Environment: Linux 2.6.32 (RHEL 6.3) on x86_64 with gcc 4.4.6
Background: I am running doing some heavy data crunching: ~500 GB input data spread over ~2000 files. My main process forks N children, each of which receives a list of filenames to crunch.
What I want is for console I/O to pass through the parent. I have been looking into pipe()
and see some fascinating stuff about using poll()
to have my parent block until there are error messages to read. It seems that I need to have N pipes (one per child) and pass poll()
information about what signals I want to listen to. Also, I think that once I dup2(pipe[1], STDOUT)
in each child, each child should be able to write to the pipe with cout << stuff;
as usual, right?
First, is what I have said above about multiple pipes, poll()
ing and dup2()
correct?
Second, how do I set up the parent poll()
loop so that I move on once all the children have died?
Right now, this (incomplete) section of code reads as follows:
int status;
while (1) { // wait for stuff
while ((status = poll(pollfds, ss.max_forks, -1)) > 1)
cout << "fork "<< status << ": " << pipes[status][0];
if (status == -1) Die(errno, "poll error");
if (status == 0) { // check that we still have at least one open fd
bool still_running = false;
for (int i=0; i<ss.max_forks; i++) {
// check pipe i and set still_running if it is not zero
}
if (!still_running)
break;
}
}
Third, what should I set and when should I set it with fcntl()? Do I want to do O_ASYNC? Do I want to do blocking or nonblocking?

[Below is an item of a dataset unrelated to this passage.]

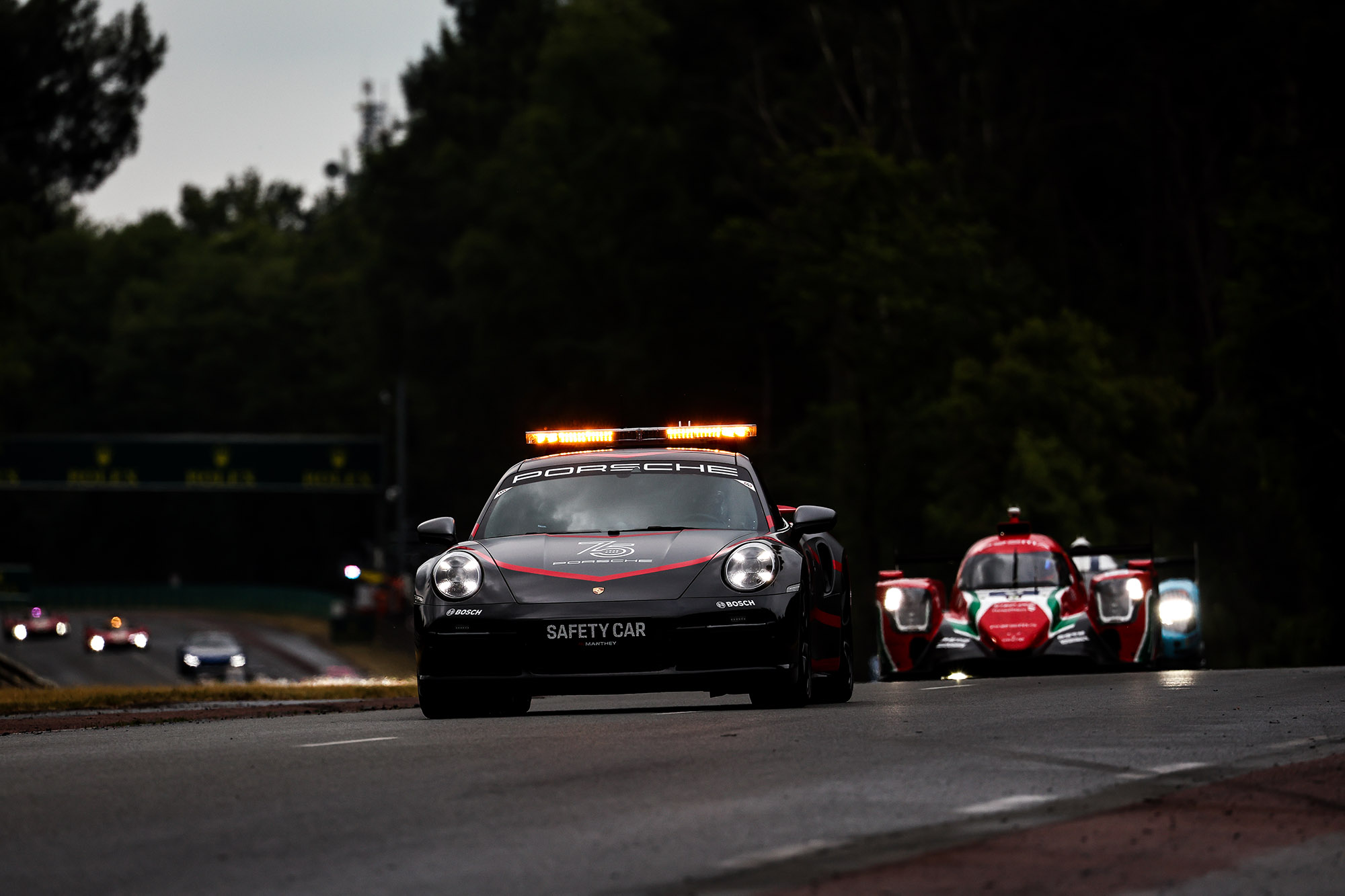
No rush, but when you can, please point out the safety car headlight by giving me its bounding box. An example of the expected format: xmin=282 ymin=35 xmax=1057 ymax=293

Actually, you need to close() the respective "unused" side in both processes (parent and child), to make sure the "broken pipe" comes across. Thus, if the child writes into Pipe[0], then the parent will read from Pipe[1] and close its own Pipe[0]. Likewise, the child will close Pipe[1].
If you do this, the parent will get an error when it reads from the pipe after the child has died. Don't forget to use one of the waitpid()-style functions to clean up the dead processes.
You might want to sett the handles to nonblocking, so you can just read whatever is there without having to use 1-byte-reads which would be horribly inefficient. Although I just make one call to read() with a suitable buffersize (usually 1024 or 4096), and just let the next poll trigger if there's more data. But then, I usually just have one child to work with, not a few hundred :-)
As for your loop, you'll have to track the state of each child, and exit when you have no live children left.
EDIT: actually, I find that I assume the child is dead when I get a 0-byte read even though POLLIN was set, or when I get POLLERR or POLLHUP flags. Not sure which case is the correct one...